“That’s not the point,” Peters said. He had a remarkably soft voice for a big man, a voice like marshmallows toasting. Soft and gooey, like my head. But that was nice too. I found comfort in his marshmallowy tones.
I got myself lifted to one knee, with all the cosmic temerity of a creature emerging from a Darwinian swamp.
“Nobody should bother Ephraim,” Peters went on. “Two days in jail is enough. Ephraim suffered. Do you people have any concept of how he suffered? It makes him — why, it makes him holy.”
“So get him a tin cup, like,” somebody put in. Good old Henshaw also. “He can go beg alms.”
“It isn’t something to joke about,” Peters told him. “You people don’t comprehend the alchemy of it. Being in jail does something to a man’s soul. Something ultimate.”
“It makes him a saint,” I said then. “I’m sorry, I didn’t know I was intruding upon a religious awakening. Fact is, I must have come to the wrong party altogether. I was looking for the protest meeting about Sacco and Vanzetti. Whatever became of Sacco and — oh, sure, poor old Sacco and Vanzetti—”
People were looking at me strangely. It didn’t mean a thing. They were just disturbed by the sound of my scrambled brains. They kept sloshing around in the pan when I got to my feet. I hadn’t known I was going to say a word.
“What were we talking about?” I said. “Oh, yeah, oysters. I always thought they were fish myself. Actually I like toasted marshmallows better. No I don’t either. Ha! Come to think about it — you know what, about toasted marshmallows?”
“Say, listen, fellow — are you all right?”
That was Peters. He was watching me with genuine concern. I laughed in his face, swaying like a lunatic. I hadn’t known I was going to laugh either.
“Listen, there are beds out back, maybe you better—”
“No, no, first ask me — what about toasted marshmallows—”
“Sure,” Peters said. “Sure. You take it easy now, fellow.” He glanced past me, nodding anxiously to someone. “You want me to ask you about toasted marshmallows. Sure. What about toasted marshmallows, fellow?”
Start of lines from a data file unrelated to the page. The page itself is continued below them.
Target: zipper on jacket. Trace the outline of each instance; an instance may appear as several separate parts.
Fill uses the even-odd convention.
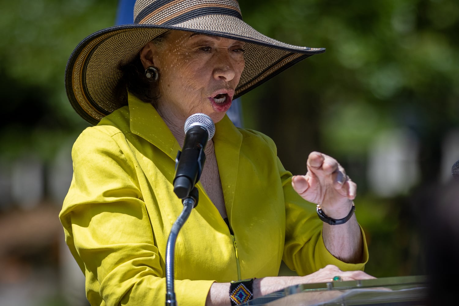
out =
[[[239,264],[239,256],[237,254],[237,242],[234,235],[231,235],[233,239],[233,246],[234,247],[234,253],[236,255],[236,266],[237,267],[237,279],[241,280],[241,265]]]

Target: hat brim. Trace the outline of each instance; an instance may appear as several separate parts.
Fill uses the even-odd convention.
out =
[[[260,33],[241,19],[227,15],[207,15],[173,26],[111,27],[83,39],[67,63],[65,87],[76,112],[89,122],[96,124],[118,108],[114,91],[122,76],[119,67],[139,56],[147,43],[169,30],[200,33],[246,43],[245,67],[235,98],[298,61],[325,51],[324,48],[278,41]]]

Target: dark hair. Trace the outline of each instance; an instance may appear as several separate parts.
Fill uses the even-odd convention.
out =
[[[160,46],[169,32],[166,32],[151,41]],[[120,106],[128,105],[128,91],[144,102],[151,103],[156,106],[159,98],[158,81],[151,81],[145,76],[145,68],[140,56],[130,63],[120,67],[123,76],[115,88],[115,98]],[[161,75],[160,75],[161,78]],[[159,79],[158,79],[159,80]]]

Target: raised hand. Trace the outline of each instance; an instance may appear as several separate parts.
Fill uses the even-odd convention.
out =
[[[293,189],[305,200],[320,205],[328,216],[343,217],[355,198],[357,185],[334,158],[319,152],[308,158],[308,172],[292,178]]]

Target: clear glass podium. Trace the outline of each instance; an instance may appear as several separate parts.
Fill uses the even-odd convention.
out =
[[[292,286],[242,305],[255,306],[421,306],[427,296],[425,276],[382,278]]]

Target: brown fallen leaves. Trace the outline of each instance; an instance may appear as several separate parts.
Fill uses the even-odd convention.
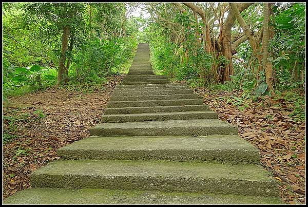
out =
[[[199,87],[195,91],[221,120],[237,125],[239,136],[260,149],[261,162],[278,181],[282,200],[305,203],[305,123],[287,116],[292,110],[290,104],[267,97],[250,101],[241,110],[221,98],[241,97],[242,90],[215,92]]]
[[[31,172],[58,159],[57,149],[89,136],[123,78],[108,77],[105,89],[91,93],[87,87],[53,88],[9,99],[3,115],[19,119],[3,119],[3,134],[17,137],[3,146],[3,199],[29,187]]]

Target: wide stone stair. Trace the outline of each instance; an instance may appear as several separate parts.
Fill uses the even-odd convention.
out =
[[[5,204],[279,204],[257,148],[140,43],[91,136],[57,150]]]

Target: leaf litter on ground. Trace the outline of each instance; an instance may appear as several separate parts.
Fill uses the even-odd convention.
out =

I grinned at him. “They make me nauseated,” I said. Then I hit him dead in the middle of that beard with as hard a left hand as I had ever thrown in my life.
Somebody gasped, but it wasn’t Peters. His head jerked, but for a second his body hardly moved at all. Then he went over like a felled oak.
A girl decided to shriek. Peters took two or three ringsiders with him, going back. One of them was Ephraim. I didn’t break up about it. The girl I’d spoken to before with the unmowed black hair and the figure like an ironing board was another one. She wound up sitting spraddle-legged with her mouth open and Peter’s head in the lap of her black skirt. She had on black stockings that ended just below her bony knees.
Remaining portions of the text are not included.